On his fourth album, Ayiti Étoile Nouvelle, Haitian guitarist and songwriter Wesli slips in and out of styles and genres that span hemispheres. Released by Wes Urban Productions, the album is unified by his fleet guitar playing, steadfast percussion section and upbeat emotional timbre.
Wesli's latest album feels like it spans La Francophonie, much as his own biography does. Born in Haiti, Wesli now lives in Montreal, a locus of the Haitian diaspora. While his music always hinges on the Caribbean nation, the scope of Wesli's interests go beyond his homeland's varied musical traditions. To put it lightly, the guitar and the French language have gotten around. So over the course of 14 tracks, he visits a West African kora on the song “Sonje”; his guitar work slips onto the backbeats in a way reminiscent of reggae or even MPB on “Ile”; there's even some Creole-sounding accordion and violin work on “Latibonit.” The instrumental constants are found in the percussion section. “No matter what I play, I always use two particular drums, the tata and the boula, and an iron bell that sets the pulse, much like in West African music,” Wesli said.

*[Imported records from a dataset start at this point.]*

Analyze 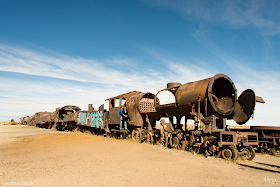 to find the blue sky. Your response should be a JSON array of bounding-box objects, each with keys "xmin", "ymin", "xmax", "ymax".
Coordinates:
[{"xmin": 0, "ymin": 0, "xmax": 280, "ymax": 125}]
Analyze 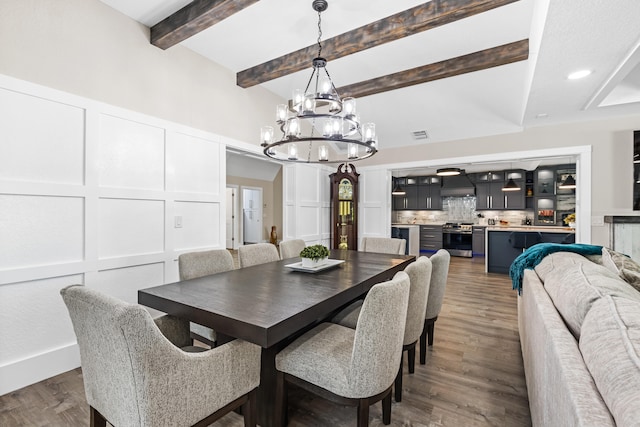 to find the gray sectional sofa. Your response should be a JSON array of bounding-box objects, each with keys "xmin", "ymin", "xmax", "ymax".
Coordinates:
[{"xmin": 518, "ymin": 249, "xmax": 640, "ymax": 427}]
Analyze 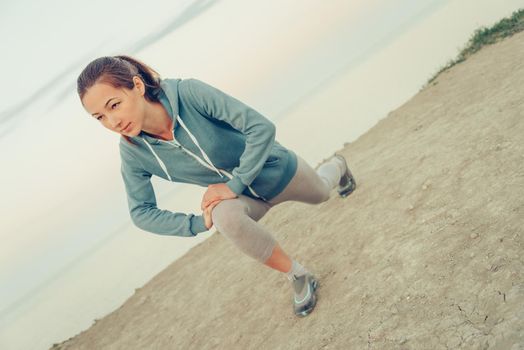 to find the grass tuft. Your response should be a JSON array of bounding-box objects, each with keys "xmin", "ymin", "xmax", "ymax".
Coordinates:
[{"xmin": 421, "ymin": 9, "xmax": 524, "ymax": 90}]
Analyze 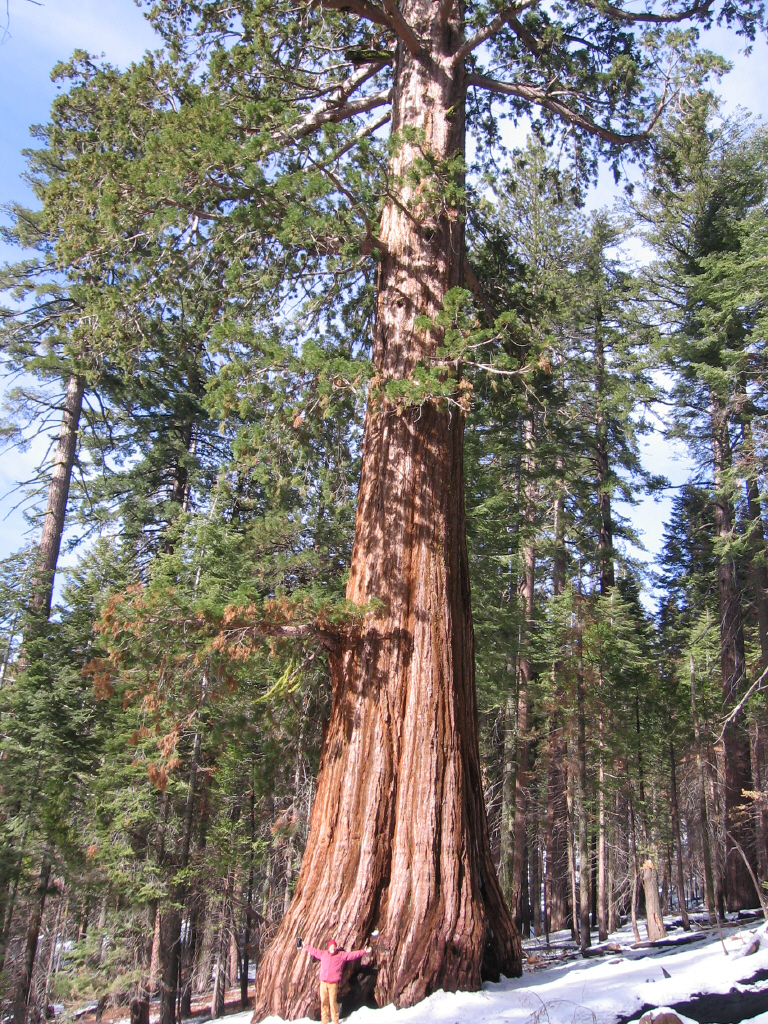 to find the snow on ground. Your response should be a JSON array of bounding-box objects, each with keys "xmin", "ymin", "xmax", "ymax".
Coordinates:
[{"xmin": 243, "ymin": 921, "xmax": 768, "ymax": 1024}]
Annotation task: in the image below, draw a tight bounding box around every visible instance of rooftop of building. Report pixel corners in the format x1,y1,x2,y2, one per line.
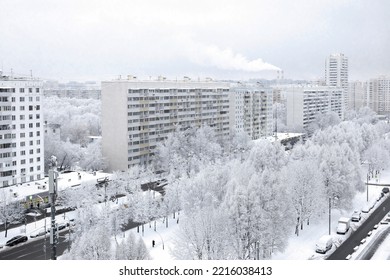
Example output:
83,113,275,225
0,70,40,81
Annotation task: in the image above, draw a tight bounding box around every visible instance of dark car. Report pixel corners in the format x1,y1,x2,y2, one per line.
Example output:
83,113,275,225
5,235,28,247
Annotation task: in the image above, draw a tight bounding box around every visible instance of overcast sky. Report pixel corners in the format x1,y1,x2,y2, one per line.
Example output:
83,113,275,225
0,0,390,81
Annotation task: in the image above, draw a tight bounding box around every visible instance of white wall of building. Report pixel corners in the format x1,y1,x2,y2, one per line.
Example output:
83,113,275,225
285,86,344,132
102,76,229,171
0,75,44,187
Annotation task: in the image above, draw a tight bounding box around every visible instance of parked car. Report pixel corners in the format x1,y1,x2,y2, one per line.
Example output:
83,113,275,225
5,235,28,247
351,210,362,222
316,235,333,254
57,223,69,230
30,228,47,238
336,217,351,234
362,205,371,213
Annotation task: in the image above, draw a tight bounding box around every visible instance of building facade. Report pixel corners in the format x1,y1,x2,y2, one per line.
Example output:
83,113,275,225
285,86,344,132
367,76,390,115
325,53,349,110
0,72,44,187
102,76,229,171
348,81,368,111
229,83,273,140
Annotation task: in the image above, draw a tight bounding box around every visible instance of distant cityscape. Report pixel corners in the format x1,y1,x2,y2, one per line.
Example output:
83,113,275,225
0,53,390,187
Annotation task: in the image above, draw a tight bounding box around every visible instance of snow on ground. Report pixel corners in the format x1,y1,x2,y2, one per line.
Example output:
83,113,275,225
0,164,390,260
1,171,112,205
371,230,390,260
272,163,390,260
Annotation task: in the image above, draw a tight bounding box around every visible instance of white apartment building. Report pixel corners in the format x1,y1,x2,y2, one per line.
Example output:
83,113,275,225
229,82,273,140
367,76,390,114
284,86,344,132
325,53,349,110
0,71,44,188
348,81,368,111
102,76,229,171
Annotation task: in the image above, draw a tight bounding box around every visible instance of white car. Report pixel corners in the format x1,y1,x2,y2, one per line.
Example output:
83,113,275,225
351,210,362,222
362,205,371,213
30,228,46,238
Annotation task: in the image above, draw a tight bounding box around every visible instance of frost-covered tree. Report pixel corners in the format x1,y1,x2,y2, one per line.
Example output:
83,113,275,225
283,160,326,235
78,140,107,171
363,139,390,171
245,139,287,172
66,217,113,260
319,143,364,209
0,189,24,237
115,232,150,260
173,206,232,260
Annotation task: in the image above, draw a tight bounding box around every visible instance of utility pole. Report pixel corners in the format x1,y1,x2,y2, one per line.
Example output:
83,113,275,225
49,169,58,260
329,197,332,235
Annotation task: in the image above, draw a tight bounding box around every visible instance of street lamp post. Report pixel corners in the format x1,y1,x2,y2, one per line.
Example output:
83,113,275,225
366,173,369,202
366,163,371,202
156,231,164,250
329,197,332,235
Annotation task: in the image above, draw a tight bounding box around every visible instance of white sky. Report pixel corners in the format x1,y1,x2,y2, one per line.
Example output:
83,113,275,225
0,0,390,80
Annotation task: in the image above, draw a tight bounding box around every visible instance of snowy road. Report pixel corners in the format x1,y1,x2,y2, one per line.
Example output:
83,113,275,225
328,196,390,260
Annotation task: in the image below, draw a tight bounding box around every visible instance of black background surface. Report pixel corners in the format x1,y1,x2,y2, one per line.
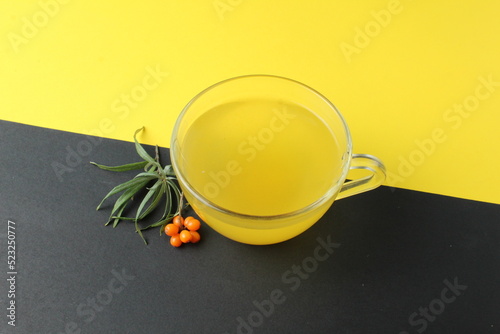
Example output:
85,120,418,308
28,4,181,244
0,121,500,334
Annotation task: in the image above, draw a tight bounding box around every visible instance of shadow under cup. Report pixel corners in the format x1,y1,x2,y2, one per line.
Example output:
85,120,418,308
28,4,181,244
170,75,383,245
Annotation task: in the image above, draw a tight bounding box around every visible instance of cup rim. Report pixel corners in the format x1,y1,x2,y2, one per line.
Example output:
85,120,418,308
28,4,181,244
170,74,352,220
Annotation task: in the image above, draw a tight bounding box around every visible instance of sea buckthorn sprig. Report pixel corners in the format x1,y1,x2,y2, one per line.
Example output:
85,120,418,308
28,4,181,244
91,127,199,246
164,215,201,247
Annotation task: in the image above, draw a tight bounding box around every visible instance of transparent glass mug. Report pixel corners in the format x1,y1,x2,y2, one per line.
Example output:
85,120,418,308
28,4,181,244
170,75,385,245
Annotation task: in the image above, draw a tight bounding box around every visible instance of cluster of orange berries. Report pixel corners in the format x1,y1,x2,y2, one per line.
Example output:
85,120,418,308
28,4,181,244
165,216,201,247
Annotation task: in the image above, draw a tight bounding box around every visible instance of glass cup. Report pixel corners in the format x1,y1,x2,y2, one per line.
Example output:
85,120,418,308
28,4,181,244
170,75,385,245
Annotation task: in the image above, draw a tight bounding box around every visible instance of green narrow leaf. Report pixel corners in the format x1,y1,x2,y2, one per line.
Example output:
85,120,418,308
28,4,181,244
96,176,154,210
110,202,128,228
139,182,165,219
135,180,162,221
134,127,161,169
134,172,160,179
90,161,148,172
135,220,148,245
163,165,175,176
110,179,150,219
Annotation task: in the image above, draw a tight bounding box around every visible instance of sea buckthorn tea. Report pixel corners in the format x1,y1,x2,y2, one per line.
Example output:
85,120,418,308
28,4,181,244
171,76,383,244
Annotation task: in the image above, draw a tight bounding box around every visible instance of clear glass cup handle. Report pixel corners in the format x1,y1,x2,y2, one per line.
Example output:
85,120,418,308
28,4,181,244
336,154,386,199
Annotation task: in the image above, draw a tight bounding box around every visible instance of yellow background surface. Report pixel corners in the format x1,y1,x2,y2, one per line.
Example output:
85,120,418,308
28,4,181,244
0,0,500,203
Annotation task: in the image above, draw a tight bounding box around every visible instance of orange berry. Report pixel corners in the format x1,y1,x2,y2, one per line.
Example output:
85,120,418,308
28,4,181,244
184,218,201,231
189,231,201,244
172,216,184,229
183,216,194,227
165,224,179,236
170,234,182,247
179,230,193,243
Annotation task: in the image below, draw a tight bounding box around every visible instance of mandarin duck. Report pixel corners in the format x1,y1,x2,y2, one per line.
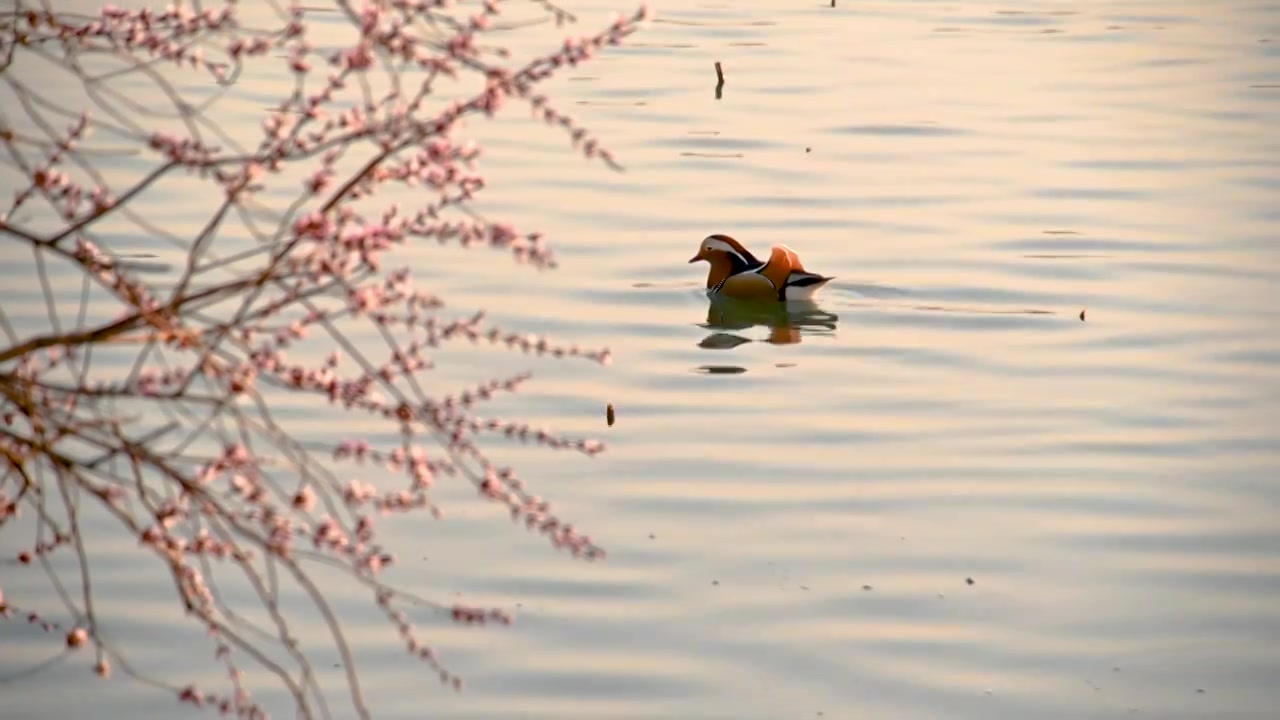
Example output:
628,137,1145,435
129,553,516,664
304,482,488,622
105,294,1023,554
689,233,835,301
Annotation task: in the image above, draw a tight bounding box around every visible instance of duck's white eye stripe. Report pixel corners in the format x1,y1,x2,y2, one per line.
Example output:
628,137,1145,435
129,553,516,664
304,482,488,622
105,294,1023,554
705,237,746,265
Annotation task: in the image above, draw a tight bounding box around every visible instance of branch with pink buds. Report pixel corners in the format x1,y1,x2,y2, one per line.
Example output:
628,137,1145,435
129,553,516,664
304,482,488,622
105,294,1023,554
0,0,648,717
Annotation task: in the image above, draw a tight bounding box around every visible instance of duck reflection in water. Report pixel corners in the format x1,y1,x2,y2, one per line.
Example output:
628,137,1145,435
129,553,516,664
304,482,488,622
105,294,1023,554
698,292,840,350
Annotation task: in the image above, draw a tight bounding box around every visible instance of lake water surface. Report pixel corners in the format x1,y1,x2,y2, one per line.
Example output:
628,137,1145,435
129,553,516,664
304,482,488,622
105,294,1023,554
0,0,1280,720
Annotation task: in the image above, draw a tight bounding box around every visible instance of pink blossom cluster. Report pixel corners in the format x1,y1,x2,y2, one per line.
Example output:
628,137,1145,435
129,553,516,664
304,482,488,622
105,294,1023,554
0,0,648,717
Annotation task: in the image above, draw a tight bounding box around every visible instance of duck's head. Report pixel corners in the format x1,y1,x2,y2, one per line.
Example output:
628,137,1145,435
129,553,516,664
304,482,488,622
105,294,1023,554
689,233,753,264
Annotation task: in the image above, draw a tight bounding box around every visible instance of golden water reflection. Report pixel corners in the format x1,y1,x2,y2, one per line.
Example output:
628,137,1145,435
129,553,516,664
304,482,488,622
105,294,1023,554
698,297,840,350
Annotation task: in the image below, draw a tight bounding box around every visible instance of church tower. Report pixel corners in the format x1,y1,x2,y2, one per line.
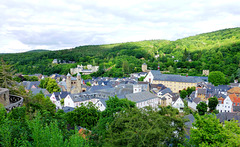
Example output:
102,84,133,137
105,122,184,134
66,73,72,92
77,73,82,93
142,63,147,72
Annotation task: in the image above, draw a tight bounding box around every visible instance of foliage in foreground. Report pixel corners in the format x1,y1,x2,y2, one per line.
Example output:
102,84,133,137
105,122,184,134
189,114,240,147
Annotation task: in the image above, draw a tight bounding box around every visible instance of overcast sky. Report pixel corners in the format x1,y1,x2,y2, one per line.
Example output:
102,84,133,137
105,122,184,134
0,0,240,53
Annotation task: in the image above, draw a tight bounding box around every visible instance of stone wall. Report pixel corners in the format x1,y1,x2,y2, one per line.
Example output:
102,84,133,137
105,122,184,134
0,88,10,106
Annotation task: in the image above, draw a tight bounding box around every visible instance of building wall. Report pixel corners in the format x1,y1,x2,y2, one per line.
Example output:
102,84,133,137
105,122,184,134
188,101,197,111
216,97,233,113
152,80,197,93
172,98,184,112
144,72,154,84
0,88,10,106
136,98,159,108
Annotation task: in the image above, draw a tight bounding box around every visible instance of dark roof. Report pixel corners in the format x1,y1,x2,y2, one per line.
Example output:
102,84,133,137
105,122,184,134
233,106,240,112
31,88,48,95
89,85,112,92
63,107,74,113
193,98,201,104
216,112,240,123
99,99,109,107
53,91,69,101
230,83,240,87
154,71,203,83
150,70,162,79
159,88,172,95
138,81,149,84
198,89,207,94
172,96,181,103
125,91,158,103
22,81,40,90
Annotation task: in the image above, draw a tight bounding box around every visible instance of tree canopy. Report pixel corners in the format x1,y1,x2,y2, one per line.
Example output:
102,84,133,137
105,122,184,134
208,71,226,86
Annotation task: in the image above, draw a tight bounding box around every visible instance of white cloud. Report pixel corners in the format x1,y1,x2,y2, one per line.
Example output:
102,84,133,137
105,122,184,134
0,0,240,53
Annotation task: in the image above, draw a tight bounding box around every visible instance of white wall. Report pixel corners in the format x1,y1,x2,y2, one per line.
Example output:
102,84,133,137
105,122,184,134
143,71,154,83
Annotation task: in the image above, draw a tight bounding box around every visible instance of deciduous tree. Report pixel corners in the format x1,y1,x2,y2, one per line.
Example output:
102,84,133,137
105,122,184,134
208,71,226,86
197,102,207,115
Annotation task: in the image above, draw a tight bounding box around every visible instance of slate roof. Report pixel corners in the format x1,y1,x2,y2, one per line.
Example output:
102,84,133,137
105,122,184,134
62,107,74,113
138,81,149,84
193,98,201,104
198,89,207,94
233,106,240,112
150,70,162,79
31,88,48,95
159,88,172,95
172,97,179,103
88,85,112,92
95,99,109,107
228,87,240,94
214,85,230,92
53,91,69,101
216,112,240,123
125,91,158,103
22,81,40,90
154,71,203,83
230,83,240,87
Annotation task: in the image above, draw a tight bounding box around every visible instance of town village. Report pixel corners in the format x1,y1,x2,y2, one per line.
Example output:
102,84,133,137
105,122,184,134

While undeniably a very rhythmic record, the percussion is never overpowering—in fact the typically gentle, pillowy vocals provided by Wesli or his chorus of female vocalists stay in the foreground from track to track. The results are always very listenable and pleasant, from the festive-sounding opening track, “Rara,” to the acoustic ballad, “Ca Fait Mal.” The variation in style is a double-edged sword—the record is never boring but the genre shifts can make the record hard to place or hold onto in your mind. “I'm not a typical guy when I take one music and go with it,” Wesli has said. “I have the privilege of combining cultures.”
For all the talk of genres that each song might fit into, Wesli is working at the much harder task of forging his own musical identity. His background in Montreal's varied global scene, and his chameleon-like ability to fit his guitar into any situation, has definitely given him a solid framework in which to play.